Millais painted the majority of the background near Ewell in Surrey in the late summer and autumn of 1851, while he and Hunt were living at Worcester Park Farm. It was from a brick wall adjoining an orchard. Some of the flowers depicted in the scene may have been chosen because of the contemporary interest in the so-called language of flowers. The blue Canterbury Bells at the left, for example, can stand for faith and constancy. Returning to London after the weather turned too cold to work out-of-doors in November, he painted in the figures: the face of the man was from that of Millais's family friend Arthur Lemprière, and the woman was posed for by Anne Ryan.
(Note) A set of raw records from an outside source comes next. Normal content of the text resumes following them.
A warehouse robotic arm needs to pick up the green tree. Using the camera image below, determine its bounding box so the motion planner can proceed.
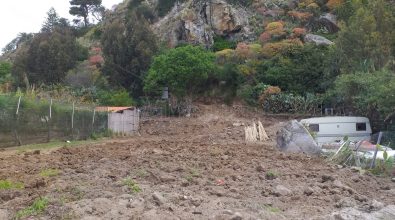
[69,0,103,27]
[2,33,33,53]
[0,61,12,80]
[256,44,334,94]
[333,70,395,122]
[144,45,216,99]
[101,12,158,97]
[12,27,86,87]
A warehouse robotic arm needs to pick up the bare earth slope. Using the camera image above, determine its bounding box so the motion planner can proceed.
[0,106,395,219]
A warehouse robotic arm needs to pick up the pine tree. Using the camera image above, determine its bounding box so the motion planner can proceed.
[69,0,103,27]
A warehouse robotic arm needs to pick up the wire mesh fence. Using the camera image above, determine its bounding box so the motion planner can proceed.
[0,95,108,147]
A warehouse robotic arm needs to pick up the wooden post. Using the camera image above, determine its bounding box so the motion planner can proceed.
[14,96,22,146]
[370,131,383,169]
[47,99,52,142]
[49,99,52,119]
[71,102,75,130]
[92,109,96,134]
[71,102,75,139]
[16,96,22,115]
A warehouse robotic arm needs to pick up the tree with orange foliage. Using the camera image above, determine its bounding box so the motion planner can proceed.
[326,0,344,10]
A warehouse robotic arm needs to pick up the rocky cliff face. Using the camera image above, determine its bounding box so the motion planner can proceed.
[153,0,254,47]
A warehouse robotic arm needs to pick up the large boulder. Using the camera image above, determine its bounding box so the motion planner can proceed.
[153,0,253,47]
[318,13,340,33]
[277,120,321,155]
[304,34,334,45]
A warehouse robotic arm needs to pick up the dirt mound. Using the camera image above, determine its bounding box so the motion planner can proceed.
[0,106,395,219]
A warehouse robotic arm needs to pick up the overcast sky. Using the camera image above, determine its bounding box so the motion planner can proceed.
[0,0,123,51]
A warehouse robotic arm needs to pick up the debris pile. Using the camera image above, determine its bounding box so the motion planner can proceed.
[244,121,269,143]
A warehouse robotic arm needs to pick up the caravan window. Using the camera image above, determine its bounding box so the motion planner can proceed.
[309,124,320,132]
[357,123,366,131]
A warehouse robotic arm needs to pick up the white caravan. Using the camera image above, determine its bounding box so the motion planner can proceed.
[300,116,372,144]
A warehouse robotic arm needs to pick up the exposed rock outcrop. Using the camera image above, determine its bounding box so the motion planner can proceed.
[153,0,252,47]
[318,13,340,33]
Millais intended his later painting, The Escape of a Heretic, 1559, of 1856–57 to be a pendant (companion piece) to A Huguenot, on St. Bartholomew's Day.

==Reception==
The painting was exhibited with Ophelia and his portrait of Mrs. Coventry Patmore (Fitzwilliam Museum, Cambridge) at the Royal Academy of Arts in 1852, and helped to change attitudes towards the Pre-Raphaelites. Tom Taylor wrote an extremely positive review in Punch. It was produced as a reproductive print by the dealer D. White and engraved in mezzotint by Thomas Oldham Barlow in 1856. This became Millais's first major popular success in this medium, and the artist went on to produce a number of other paintings on similar subjects to serve a growing middle class market for engravings. These include The Order of Release, 1746 (Tate, London), The Proscribed Royalist, 1651 (Andrew Lloyd-Webber Collection), and The Black Brunswicker (Lady Lever Art Gallery, Port Sunlight). All were successfully engraved.

There are smaller watercolour versions of the picture in The Higgins Art Gallery, Bedford, the Fogg Art Museum, Harvard University, and a reduced oil replica in the Andrew Lloyd-Webber Collection, all by Millais.

The painting is part of the privately-owned Makins Collection.